Missouri Sen. Claire McCaskill said Tuesday that she had a “lengthy” and “policy-heavy” conversation last week with President Obama, part of an appeal to moderate senators to shape a reasonable budget process.
The phone call between the two Democrats took place as $85 billion in across-the-board budget cuts — the so-called sequestration — began to be set in motion.
Various news outlets have reported that Republicans like Sens. Rob Portman of Ohio and Susan Collins of Maine, as well as Democratic Sen. Max Baucus of Montana, also got calls.
“Hopefully, we can get enough people to come to the middle,” McCaskill said in a conference call with Missouri reporters.
While declining to give details about the call, the Missouri senator said the president wants to find a fiscal path forward that avoids in the short run severe austerity measures that will stall the economy while looking over the long term to find solutions to the nation’s debt.
She also defended Obama for his willingness to give ground on items (means testing in Medicare, cost-of-living changes for entitlements) that have him at odds with members of his own party.
“He has put things on the table that the Republicans are not acknowledging that he has done,” McCaskill said. “He has already stuck his chin out there.”

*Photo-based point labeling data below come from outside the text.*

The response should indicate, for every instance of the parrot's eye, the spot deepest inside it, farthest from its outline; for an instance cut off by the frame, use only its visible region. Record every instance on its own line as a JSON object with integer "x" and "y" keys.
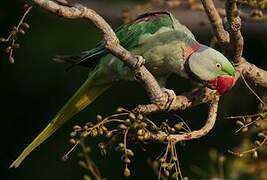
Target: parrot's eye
{"x": 218, "y": 65}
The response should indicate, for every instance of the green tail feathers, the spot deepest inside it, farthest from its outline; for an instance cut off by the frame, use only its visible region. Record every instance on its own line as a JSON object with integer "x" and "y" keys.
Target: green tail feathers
{"x": 82, "y": 98}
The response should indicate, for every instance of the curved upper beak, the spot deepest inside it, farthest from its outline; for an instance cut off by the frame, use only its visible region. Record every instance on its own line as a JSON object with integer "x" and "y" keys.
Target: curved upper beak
{"x": 222, "y": 84}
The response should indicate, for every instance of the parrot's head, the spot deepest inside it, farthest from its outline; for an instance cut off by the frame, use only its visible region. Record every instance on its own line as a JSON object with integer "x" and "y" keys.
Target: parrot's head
{"x": 212, "y": 68}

With the sequestration having gone into effect, the senator doubted any effort would be made to change the amount of the cuts. She insisted, though, that adjustments could make the budget trimming “more strategic and thoughtful.”
Congress faces a March 27 deadline for funding the federal government through the end of the fiscal year on Sept. 30. Without agreement on a continuing resolution or some other mechanism, a government shutdown remains possible, though McCaskill calls this unlikely.

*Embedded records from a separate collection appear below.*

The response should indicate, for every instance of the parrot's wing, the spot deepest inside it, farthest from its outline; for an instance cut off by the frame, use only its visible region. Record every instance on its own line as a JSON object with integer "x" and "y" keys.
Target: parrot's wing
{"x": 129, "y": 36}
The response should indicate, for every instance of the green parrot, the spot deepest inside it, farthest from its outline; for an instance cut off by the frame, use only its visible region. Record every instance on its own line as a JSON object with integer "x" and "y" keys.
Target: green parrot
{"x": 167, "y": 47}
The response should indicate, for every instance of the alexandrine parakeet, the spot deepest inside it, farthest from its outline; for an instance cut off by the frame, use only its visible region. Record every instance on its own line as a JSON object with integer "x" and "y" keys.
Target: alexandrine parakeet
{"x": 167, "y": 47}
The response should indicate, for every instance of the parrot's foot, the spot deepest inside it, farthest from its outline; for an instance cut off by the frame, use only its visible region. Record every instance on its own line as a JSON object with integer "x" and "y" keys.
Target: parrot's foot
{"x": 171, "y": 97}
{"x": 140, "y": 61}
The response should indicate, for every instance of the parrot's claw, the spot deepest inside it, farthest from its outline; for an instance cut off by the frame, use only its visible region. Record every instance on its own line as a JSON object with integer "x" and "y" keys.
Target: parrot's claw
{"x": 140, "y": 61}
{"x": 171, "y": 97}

“I shouldn’t say this because I was confident the sequestration wouldn’t happen,” she said.
After that, the Democrat said she would welcome a year of normal budget processes, something she has in common with fellow Missouri Sen. Roy Blunt, a Republican.
“We think regular order is the best friend of fiscal sanity at this point,” McCaskill said. “Budgets don’t spend money. The only thing that spends money are appropriations bills.”

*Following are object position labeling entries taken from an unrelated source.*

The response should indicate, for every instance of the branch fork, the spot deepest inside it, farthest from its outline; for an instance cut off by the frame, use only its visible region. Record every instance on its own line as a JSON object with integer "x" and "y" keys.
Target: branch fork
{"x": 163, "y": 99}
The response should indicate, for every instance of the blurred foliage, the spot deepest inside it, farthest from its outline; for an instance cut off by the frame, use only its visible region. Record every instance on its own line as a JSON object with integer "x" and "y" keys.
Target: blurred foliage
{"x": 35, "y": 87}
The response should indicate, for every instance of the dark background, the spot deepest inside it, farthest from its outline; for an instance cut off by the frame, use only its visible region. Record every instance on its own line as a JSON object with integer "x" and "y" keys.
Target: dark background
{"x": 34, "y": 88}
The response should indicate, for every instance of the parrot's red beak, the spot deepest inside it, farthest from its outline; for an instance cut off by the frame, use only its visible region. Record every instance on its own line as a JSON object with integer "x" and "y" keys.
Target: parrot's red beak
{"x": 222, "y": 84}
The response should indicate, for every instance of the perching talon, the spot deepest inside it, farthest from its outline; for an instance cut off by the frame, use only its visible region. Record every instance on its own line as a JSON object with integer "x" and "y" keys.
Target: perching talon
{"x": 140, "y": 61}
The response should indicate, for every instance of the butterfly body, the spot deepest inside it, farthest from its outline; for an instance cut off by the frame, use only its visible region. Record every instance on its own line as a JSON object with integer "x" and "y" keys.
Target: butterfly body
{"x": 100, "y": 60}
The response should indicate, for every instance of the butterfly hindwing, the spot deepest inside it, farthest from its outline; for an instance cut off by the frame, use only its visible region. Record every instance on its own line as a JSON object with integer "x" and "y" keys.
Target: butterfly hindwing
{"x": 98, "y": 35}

Other lawmakers also spoke out on the nation’s fiscal state Tuesday. Blunt said he had introduced legislation “that would require agencies if there are furloughs to have the same kind of standards that they have on days when critical and crucial employees are supposed to show up.”
He added, “This is a problem that a leader needs to manage. We’d like to give (Obama) more capacity to do that. … He doesn’t appear to want that capacity.”
Congresswoman Lynn Jenkins, a Republican who represents Northeast Kansas, said she had been pleased to hear the president talk about closing tax loopholes, something she said Republicans have promoted the last two years.
“But if he uses closing the tax loopholes to pay for his addiction to spending then that kills fundamental, comprehensive tax reform,” she said.